You can also configure the kinds of notifications you get. In addition to the typical e-mail message or simple buzzer, you can perform more complex actions: Simon can launch a specific application, bring up a changed Web page or make an entry in a MySQL database, which offers a lot of flexibility for building your own reports. If you know of an e-mail to SMS gateway (your cellular carrier probably has one), you could set up Simon to text you when something goes wrong.

Simon's other broad area of functionality is found in its reports feature. Reports are customizable in a number of ways, from providing a simple comma-delimited text file to generating an RSS feed. It can also provide clean HTML reports it uploads to a given site, or save to a local file.

The HTML reports are ideal for situations where you deal with a number of users and don't want to lose time answering calls about a service being down when you'd rather be fixing the service: Just put up a notification page somewhere reliable (on a local server if you can manage that, using OS X's built-in Web sharing, for instance) and encourage everyone to bookmark it. Real IT departments might have time to devote to someone patiently notifying everyone of a service outage.
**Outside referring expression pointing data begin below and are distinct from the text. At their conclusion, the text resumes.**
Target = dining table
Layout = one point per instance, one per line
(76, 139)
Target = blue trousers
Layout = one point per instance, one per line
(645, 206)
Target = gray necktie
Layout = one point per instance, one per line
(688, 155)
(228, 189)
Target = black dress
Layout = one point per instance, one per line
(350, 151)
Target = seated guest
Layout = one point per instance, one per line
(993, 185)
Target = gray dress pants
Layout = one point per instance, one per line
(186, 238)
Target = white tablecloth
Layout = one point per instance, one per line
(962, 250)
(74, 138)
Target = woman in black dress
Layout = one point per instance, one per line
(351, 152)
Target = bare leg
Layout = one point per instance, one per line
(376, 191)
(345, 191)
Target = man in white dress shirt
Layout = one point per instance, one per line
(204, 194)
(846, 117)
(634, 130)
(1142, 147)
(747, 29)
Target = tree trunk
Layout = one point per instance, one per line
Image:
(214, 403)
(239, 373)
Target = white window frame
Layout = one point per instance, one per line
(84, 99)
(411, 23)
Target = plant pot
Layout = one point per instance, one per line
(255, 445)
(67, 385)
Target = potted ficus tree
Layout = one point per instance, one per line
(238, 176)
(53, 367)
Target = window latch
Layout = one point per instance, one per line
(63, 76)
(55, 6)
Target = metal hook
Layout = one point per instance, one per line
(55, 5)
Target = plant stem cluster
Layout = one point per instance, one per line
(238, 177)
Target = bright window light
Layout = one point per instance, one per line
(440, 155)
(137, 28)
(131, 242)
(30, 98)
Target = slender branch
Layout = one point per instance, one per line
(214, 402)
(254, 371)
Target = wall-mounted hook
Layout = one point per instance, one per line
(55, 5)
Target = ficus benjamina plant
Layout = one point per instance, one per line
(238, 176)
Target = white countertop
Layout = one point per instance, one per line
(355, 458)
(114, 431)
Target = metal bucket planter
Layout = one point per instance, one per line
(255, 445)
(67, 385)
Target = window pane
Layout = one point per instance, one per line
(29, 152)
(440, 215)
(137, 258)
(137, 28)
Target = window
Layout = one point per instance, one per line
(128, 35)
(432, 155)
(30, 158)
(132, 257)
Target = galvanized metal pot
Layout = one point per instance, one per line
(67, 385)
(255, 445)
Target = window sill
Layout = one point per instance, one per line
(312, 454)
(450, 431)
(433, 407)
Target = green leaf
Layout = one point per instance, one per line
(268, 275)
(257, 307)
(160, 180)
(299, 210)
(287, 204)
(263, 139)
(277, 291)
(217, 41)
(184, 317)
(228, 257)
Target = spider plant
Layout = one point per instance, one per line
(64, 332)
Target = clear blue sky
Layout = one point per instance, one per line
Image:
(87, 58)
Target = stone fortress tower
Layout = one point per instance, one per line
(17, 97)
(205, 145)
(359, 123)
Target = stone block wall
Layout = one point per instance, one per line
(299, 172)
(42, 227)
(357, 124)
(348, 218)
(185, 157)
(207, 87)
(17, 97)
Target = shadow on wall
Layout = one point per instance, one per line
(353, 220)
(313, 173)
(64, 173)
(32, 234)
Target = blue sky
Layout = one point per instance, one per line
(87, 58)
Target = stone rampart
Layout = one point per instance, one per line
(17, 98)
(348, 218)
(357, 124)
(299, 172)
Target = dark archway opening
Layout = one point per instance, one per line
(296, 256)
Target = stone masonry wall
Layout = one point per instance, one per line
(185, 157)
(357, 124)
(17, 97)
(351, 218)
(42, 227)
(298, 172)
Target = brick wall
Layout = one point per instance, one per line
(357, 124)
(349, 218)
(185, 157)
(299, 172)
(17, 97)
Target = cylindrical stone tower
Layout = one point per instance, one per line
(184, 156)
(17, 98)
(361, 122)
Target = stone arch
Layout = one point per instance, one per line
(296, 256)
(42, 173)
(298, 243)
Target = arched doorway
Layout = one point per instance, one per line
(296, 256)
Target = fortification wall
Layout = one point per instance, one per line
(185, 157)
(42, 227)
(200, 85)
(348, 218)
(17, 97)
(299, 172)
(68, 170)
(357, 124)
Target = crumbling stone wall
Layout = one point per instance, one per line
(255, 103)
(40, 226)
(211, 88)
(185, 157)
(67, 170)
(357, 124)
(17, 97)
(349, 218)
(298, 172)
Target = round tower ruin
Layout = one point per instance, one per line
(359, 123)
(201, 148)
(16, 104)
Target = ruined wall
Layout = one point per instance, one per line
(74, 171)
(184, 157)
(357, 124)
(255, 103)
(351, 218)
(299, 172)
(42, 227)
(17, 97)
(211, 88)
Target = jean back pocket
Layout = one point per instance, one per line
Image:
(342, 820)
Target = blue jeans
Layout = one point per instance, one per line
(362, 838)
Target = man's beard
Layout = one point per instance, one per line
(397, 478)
Small offices or consultants who deal with far-flung clients don't.

Simon's pricing scheme is simple:

  • The Basic license allows you to set up seven "tests" (monitors) and costs $29.95
  • The Standard license permits up to 20 tests and costs $59.95
  • The Enterprise license costs $195 and allows unlimited tests.

If you have a typical SOHO setup with just a few servers, the Basic license will probably cover you, and maybe leave a few slots open to keep an eye on sites that don't bother to provide RSS. Simon makes it so easy to keep an eye on so many things, though, you might find yourself springing for the Standard license in short order, just because it makes monitoring kind of fun.